We can obtain the survival probabilities and median times from Equations (9) and (4), respectively. Then, we consider $x_7$ fixed at 0 and $x_2$ and $x_6$, as shown in

Table 6. Four selected patients.

Patient	Age	Diabetes Mellitus	Chronic Neurological Disease
A	50	Yes	Yes
B	50	Yes	No
C	50	No	Yes
D	50	No	No

.

Table 7. Probability of hospitalized patients surviving 20 days after the first symptom.

Age	30	60	90
Patient A	0.47	0.25	0.11
Patient B	0.73	0.43	0.17
Patient C	0.62	0.40	0.22
Patient D	0.85	0.62	0.35

and

Table 8. Median time for some ages.

Age	30	60	90
Patient A	19.15	12.55	8.17
Patient B	27.65	18.30	12.05
Patient C	25.08	16.43	10.70
Patient D	36.21	23.96	15.78

show the probability of hospitalized patients surviving 20 days after the first symptom and the median time for some ages, respectively.

6. Conclusions

This work studied the factors that increase the risk of death of hospitalized patients diagnosed with COVID-19 using the odd log-logistic Weibull regression model with two systematic components. Some new general structural properties of this model were provided such as its stochastic representation, identifiability, and moments, among others. A simulation study was carried out to evaluate the proposed regression model, which revealed the consistency of the maximum likelihood estimators and showed that the empirical coverage probabilities were close to the nominal level and that the empirical distribution of the deviance modified residuals approached the standard normal.

The application to COVID-19 data revealed some important results. The older age group was a predictor of a higher death rate from COVID-19, corroborating studies by Giacomelli et al. (2020) [12] and Atlam et al. (2021) [14], and diabetes and obesity were also evidenced in this work as determinants for the survival of infected patients, as discussed in Giacomelli et al. (2020) [12], Albitar et al. (2020) [16], and Noor et al. (2020) [17]. Chronic neurological diseases were also identified as risk factors, but we emphasize that few studies have obtained these results (García-Azorín et al. (2020) [18] and Noor et al. (2020) [17]). Therefore, it is recommended to consider the presence of this comorbidity in future studies in the assessment of mortality risk, as well as verify its significance in other datasets. Several studies have also indicated that men are at greater risk of death (see Albitar et al. (2020) [16] and Liu et al. (2020) [19]). However, no significant differences were found between the sexes.
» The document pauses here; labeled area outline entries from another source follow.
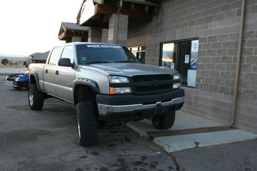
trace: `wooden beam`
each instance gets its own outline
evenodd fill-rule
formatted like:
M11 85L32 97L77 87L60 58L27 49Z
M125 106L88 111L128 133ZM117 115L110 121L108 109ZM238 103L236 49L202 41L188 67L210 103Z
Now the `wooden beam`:
M93 0L93 2L95 3L102 5L104 3L104 0Z
M87 27L99 27L107 29L109 28L109 23L98 20L89 20L84 23L82 26Z
M109 5L105 4L104 6L101 6L99 4L96 4L95 5L95 14L113 14L116 13L117 10L116 8ZM131 10L122 8L120 13L128 15L132 18L152 20L150 13L144 11Z
M151 6L160 7L161 5L158 3L152 3L151 2L145 1L143 0L123 0L123 1L126 1L131 3L137 3L140 4L144 4L146 5L149 5Z
M66 41L68 40L68 38L72 37L79 37L83 39L87 39L88 35L87 34L73 34L63 32L59 35L59 39L60 41Z

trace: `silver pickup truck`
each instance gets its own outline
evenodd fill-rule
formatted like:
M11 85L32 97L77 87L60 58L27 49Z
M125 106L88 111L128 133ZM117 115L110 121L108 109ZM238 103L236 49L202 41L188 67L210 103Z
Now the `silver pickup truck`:
M100 121L152 120L158 129L172 126L183 104L179 73L142 64L117 44L72 43L57 46L46 64L31 64L28 93L31 110L55 97L77 106L82 146L97 143Z

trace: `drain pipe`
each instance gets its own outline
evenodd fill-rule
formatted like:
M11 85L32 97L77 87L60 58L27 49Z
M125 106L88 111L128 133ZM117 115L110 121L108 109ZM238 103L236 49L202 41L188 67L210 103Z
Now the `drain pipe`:
M241 64L241 57L243 45L243 34L244 33L244 26L245 25L246 0L242 0L241 16L239 30L238 46L237 50L237 56L236 59L236 67L235 68L235 83L234 86L234 94L232 104L232 118L229 127L234 126L235 121L235 114L236 113L236 104L237 102L237 94L238 90L239 75L240 73L240 66Z
M121 8L122 8L122 0L120 1L120 6L119 7L119 9L118 9L118 11L116 12L116 20L115 21L115 39L114 41L114 43L117 44L118 42L118 24L119 24L119 13L121 10Z

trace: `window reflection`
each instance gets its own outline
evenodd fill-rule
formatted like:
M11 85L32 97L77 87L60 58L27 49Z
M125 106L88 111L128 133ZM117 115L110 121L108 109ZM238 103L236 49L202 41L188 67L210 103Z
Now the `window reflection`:
M171 43L162 45L161 66L175 69L177 43Z

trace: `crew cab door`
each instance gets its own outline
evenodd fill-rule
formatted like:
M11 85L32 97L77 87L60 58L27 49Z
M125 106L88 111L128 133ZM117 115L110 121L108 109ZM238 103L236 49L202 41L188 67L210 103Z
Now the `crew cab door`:
M53 49L50 58L44 68L44 87L48 93L56 96L55 77L57 65L62 53L61 47Z
M75 53L71 46L66 46L63 49L61 58L69 58L74 63ZM56 72L56 91L57 96L73 102L73 81L75 74L75 67L58 66Z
Chronic cardiovascular disease and asthma also did not prove to be determinants for the survival of individuals in this study.
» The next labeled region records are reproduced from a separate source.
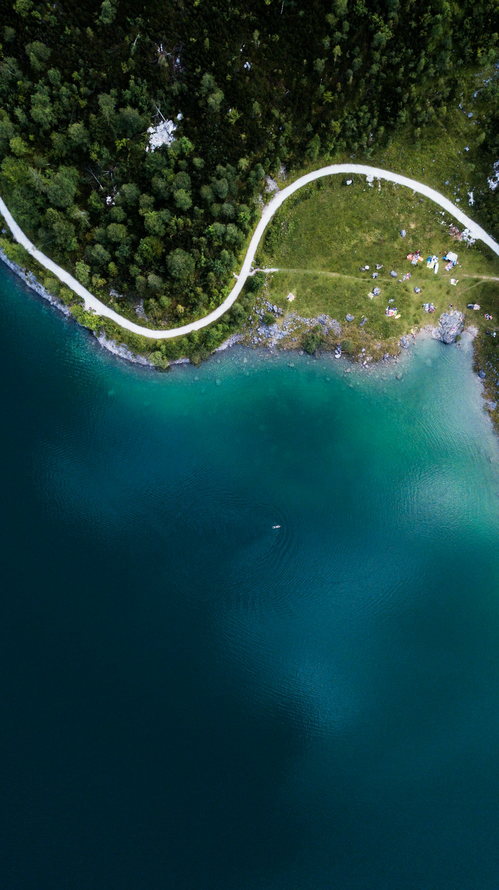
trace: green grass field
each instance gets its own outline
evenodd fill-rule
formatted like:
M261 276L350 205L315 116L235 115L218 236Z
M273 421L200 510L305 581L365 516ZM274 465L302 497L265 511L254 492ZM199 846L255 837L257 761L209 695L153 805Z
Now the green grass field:
M365 177L355 177L352 185L345 186L342 177L331 177L302 190L281 208L258 262L279 269L270 281L271 302L304 317L326 312L342 323L350 312L355 320L345 322L345 327L358 342L368 336L382 340L399 337L431 320L423 303L436 306L433 319L451 303L463 312L467 303L479 303L483 311L469 312L468 317L482 327L483 313L494 314L499 303L499 258L479 242L466 247L464 242L451 238L451 222L435 204L427 198L420 203L419 196L403 186L379 185L376 181L369 186ZM404 239L399 234L402 229L406 231ZM434 275L426 262L413 266L406 259L417 249L425 261L431 254L441 257L453 250L459 263L447 272L440 262L439 274ZM372 272L376 263L383 268L374 281ZM361 272L366 264L369 271ZM390 278L391 270L397 271L397 279ZM411 278L400 283L407 272ZM451 278L458 279L456 287L451 285ZM369 299L374 286L381 288L381 295ZM421 287L417 295L416 286ZM293 303L286 299L290 292L295 296ZM394 302L390 305L398 308L400 319L385 315L390 299ZM364 317L367 322L358 329Z

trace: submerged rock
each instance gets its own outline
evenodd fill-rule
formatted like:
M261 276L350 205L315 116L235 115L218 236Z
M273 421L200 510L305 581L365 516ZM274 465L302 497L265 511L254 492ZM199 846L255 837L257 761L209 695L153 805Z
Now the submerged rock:
M434 340L441 340L442 343L454 343L458 334L461 334L464 328L464 316L457 309L452 312L443 312L439 319L439 327L431 332Z

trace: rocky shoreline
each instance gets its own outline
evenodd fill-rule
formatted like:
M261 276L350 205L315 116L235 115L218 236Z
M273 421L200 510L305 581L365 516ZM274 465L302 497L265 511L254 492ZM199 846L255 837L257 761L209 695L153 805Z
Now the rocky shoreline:
M68 307L52 294L50 294L37 280L34 272L21 268L12 260L9 260L1 248L0 260L20 278L24 284L31 290L34 290L39 296L47 300L51 305L55 306L67 318L74 318ZM273 315L274 317L271 324L268 323L269 315ZM79 324L76 319L74 320ZM444 312L440 316L437 326L427 325L417 332L403 335L399 338L398 346L400 351L406 349L411 344L411 342L415 342L417 336L425 334L430 334L433 339L440 340L442 343L454 344L456 337L462 334L463 328L464 316L462 312L457 311ZM243 329L228 337L224 343L221 344L214 350L214 352L224 352L232 346L239 344L254 349L255 347L270 350L278 348L279 350L288 350L289 352L298 350L299 354L303 355L304 351L300 348L301 339L304 335L312 333L312 331L318 331L328 341L326 346L326 352L334 352L335 359L339 360L342 358L356 368L367 370L370 368L375 368L382 361L389 361L390 364L397 364L398 361L398 355L392 355L389 352L384 352L382 356L374 358L367 354L364 347L361 348L358 356L346 355L342 352L341 345L343 328L337 319L332 319L325 313L318 315L317 318L303 318L297 312L293 312L285 314L282 309L270 303L264 296L262 296L260 303L253 307L252 314L249 316L247 321L245 322ZM101 331L99 334L93 333L99 344L113 355L142 367L156 367L144 355L133 352L125 344L119 344L117 340L107 337L104 331ZM334 341L336 342L334 343ZM171 361L169 365L184 365L189 363L190 360L189 358L181 358ZM351 369L351 368L347 368L345 369L346 373L350 373ZM484 371L479 372L482 383L485 376ZM488 401L487 407L489 410L495 409L496 403Z

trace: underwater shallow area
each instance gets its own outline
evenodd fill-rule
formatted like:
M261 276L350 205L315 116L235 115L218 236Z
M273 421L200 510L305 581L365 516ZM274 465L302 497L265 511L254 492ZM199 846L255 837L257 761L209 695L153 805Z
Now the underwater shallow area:
M495 887L470 345L159 375L0 298L2 886Z

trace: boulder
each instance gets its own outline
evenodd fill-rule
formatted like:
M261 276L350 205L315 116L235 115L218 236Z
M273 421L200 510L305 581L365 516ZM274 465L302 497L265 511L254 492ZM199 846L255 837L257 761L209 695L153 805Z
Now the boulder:
M443 312L439 319L439 327L431 332L434 340L440 340L442 343L454 343L458 334L463 332L464 328L464 316L463 312L454 309L452 312Z

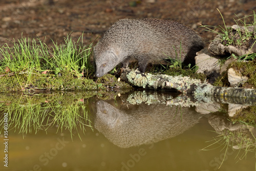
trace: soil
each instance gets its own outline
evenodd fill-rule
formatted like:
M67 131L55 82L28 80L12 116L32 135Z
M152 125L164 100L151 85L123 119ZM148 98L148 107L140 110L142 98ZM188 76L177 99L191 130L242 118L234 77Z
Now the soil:
M182 23L208 41L216 34L198 26L223 25L217 8L231 26L237 18L234 14L240 18L251 15L256 4L251 0L2 0L0 46L11 46L10 40L22 36L39 37L50 45L52 41L63 42L69 34L76 40L83 32L85 44L96 43L118 19L145 17Z

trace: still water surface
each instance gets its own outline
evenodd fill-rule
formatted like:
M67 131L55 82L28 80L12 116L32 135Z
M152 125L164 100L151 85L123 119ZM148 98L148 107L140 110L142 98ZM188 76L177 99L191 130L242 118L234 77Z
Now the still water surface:
M230 126L225 115L218 112L218 106L229 104L189 105L180 101L179 103L174 102L177 101L175 94L133 92L117 96L115 100L78 98L72 100L79 101L78 103L70 104L79 104L76 106L78 109L72 112L78 115L72 115L65 113L69 108L61 100L51 103L50 100L44 100L36 106L36 104L28 102L30 97L26 98L27 103L15 106L15 110L6 110L10 103L5 102L2 105L1 123L4 113L11 113L8 116L8 153L4 152L4 129L0 136L1 170L255 169L255 151L244 157L246 147L242 143L238 145L235 140L233 131L241 131L240 126ZM28 107L30 105L28 103L37 109L32 109L34 113L28 109L31 108ZM44 114L37 112L38 106L41 108L39 111ZM212 109L214 111L211 111ZM27 110L33 116L25 116L25 112L22 114L19 110ZM70 120L51 122L61 120L63 116L55 117L58 111L71 115ZM18 118L14 113L23 115ZM35 115L41 119L37 120ZM82 122L81 118L86 118L86 122ZM13 120L17 118L19 121ZM17 126L17 123L23 125L28 120L31 124L26 125L27 129ZM35 123L38 120L41 123ZM50 122L54 123L46 126ZM76 126L71 130L69 126L73 123ZM36 124L40 127L37 125L35 129L33 125ZM228 130L228 133L223 133L225 130ZM231 138L227 139L230 134L233 135ZM218 140L219 143L215 143ZM255 144L253 145L255 147ZM3 157L6 154L8 167L4 166Z

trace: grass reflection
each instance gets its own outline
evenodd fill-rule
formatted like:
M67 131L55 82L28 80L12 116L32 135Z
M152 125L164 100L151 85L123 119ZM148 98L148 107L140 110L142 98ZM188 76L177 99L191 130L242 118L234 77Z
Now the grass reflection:
M83 97L82 93L15 94L9 97L9 100L0 103L0 110L3 114L8 114L8 130L36 134L39 130L47 132L49 128L56 126L57 132L68 129L72 136L78 129L84 133L88 127L92 129L89 99ZM1 115L1 117L3 117ZM0 126L2 133L4 119L1 119Z

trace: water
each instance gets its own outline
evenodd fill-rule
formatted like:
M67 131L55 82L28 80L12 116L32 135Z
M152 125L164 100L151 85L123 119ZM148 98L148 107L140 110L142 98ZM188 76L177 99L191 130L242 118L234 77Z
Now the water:
M232 108L170 92L111 93L1 97L1 170L255 169L254 127L226 116L253 101Z

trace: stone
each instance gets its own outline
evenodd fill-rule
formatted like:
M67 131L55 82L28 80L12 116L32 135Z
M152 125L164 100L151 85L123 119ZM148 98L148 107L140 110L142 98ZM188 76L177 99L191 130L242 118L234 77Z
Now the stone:
M220 109L219 104L202 104L196 107L196 111L201 114L208 114L210 113L216 112Z
M242 76L240 73L237 73L232 68L227 71L228 82L232 87L238 87L240 84L243 84L248 80L248 77Z

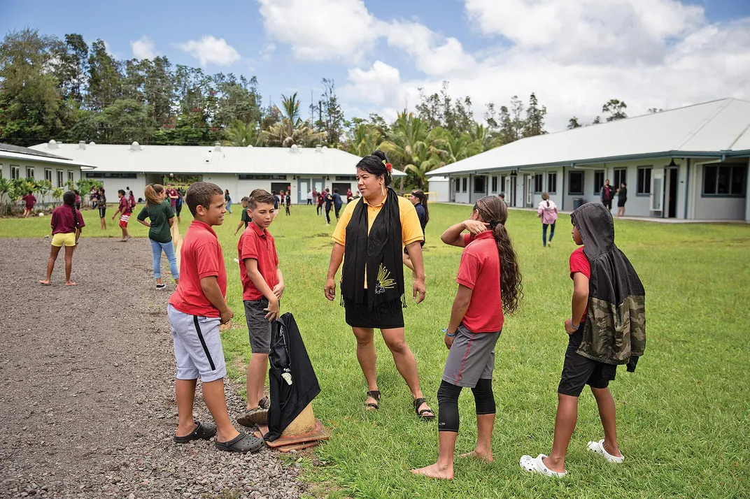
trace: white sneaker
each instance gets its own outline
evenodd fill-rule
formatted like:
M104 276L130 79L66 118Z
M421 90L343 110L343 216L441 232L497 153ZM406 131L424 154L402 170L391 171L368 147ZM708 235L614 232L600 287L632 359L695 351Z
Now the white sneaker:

It is suggested that future works verify the current datasets and those from other cities, as well as verify whether the same covariates would be significant in a lifetime analysis.
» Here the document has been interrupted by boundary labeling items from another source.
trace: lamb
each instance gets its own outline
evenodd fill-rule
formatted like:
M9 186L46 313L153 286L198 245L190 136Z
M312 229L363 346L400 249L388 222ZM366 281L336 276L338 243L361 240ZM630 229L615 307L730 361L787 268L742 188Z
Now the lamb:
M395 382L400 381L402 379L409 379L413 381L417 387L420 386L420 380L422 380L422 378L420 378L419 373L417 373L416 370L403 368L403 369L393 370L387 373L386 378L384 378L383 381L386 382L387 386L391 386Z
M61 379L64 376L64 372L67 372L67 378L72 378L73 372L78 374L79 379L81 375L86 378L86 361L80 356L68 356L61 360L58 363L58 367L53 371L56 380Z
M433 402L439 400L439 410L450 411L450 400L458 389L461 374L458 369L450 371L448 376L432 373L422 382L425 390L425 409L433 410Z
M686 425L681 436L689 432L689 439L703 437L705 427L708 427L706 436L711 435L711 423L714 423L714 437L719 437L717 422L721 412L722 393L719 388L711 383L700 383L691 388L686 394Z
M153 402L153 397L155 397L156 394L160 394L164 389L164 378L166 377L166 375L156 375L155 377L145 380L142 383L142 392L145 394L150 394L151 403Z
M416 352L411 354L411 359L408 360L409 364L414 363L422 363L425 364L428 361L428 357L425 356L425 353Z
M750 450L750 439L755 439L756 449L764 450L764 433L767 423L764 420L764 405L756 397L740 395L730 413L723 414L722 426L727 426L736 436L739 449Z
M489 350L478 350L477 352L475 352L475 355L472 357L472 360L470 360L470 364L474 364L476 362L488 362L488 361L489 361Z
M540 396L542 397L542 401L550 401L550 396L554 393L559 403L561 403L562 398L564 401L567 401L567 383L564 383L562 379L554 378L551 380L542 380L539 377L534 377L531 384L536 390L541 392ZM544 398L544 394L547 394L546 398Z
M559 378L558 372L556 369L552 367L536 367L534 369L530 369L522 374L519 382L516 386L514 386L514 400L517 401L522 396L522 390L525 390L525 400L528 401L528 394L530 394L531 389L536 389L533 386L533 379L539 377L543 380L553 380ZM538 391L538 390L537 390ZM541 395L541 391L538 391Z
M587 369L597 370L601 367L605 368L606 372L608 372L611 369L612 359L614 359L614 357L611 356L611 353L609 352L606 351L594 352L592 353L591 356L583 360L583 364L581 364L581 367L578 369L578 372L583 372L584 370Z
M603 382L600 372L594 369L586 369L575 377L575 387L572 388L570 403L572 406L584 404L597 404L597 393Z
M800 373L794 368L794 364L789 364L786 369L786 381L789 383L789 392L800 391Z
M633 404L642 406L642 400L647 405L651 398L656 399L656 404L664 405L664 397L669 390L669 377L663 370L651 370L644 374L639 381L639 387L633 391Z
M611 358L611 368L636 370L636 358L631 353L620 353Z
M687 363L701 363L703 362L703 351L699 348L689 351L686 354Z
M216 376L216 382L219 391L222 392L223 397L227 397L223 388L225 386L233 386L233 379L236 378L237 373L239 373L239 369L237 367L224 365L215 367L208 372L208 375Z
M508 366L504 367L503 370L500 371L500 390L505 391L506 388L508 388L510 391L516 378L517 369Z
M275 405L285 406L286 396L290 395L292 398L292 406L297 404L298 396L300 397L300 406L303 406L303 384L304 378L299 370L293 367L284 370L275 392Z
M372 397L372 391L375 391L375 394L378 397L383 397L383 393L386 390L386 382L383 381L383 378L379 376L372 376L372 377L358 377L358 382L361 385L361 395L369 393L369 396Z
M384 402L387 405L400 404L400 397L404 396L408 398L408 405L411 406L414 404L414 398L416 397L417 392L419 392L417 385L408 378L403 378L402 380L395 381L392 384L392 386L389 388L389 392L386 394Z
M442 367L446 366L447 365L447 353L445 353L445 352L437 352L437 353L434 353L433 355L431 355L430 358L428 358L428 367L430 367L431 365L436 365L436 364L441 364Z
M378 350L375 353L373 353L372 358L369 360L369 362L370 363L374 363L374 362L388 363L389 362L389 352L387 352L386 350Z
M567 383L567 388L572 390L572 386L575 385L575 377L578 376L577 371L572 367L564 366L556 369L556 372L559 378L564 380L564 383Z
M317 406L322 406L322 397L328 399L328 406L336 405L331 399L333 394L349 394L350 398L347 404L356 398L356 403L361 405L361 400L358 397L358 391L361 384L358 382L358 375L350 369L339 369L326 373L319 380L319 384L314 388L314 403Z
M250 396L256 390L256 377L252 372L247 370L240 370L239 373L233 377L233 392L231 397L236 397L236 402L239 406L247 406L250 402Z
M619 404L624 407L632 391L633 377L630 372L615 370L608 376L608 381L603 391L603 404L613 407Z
It is possible to conclude that the proposed regression proved to be efficient in identifying the factors that influenced the survival of individuals in this dataset, which can help more timely and efficient medical interventions. Finally, this model can be considered an interesting alternative for future works that evaluate censored lifetimes.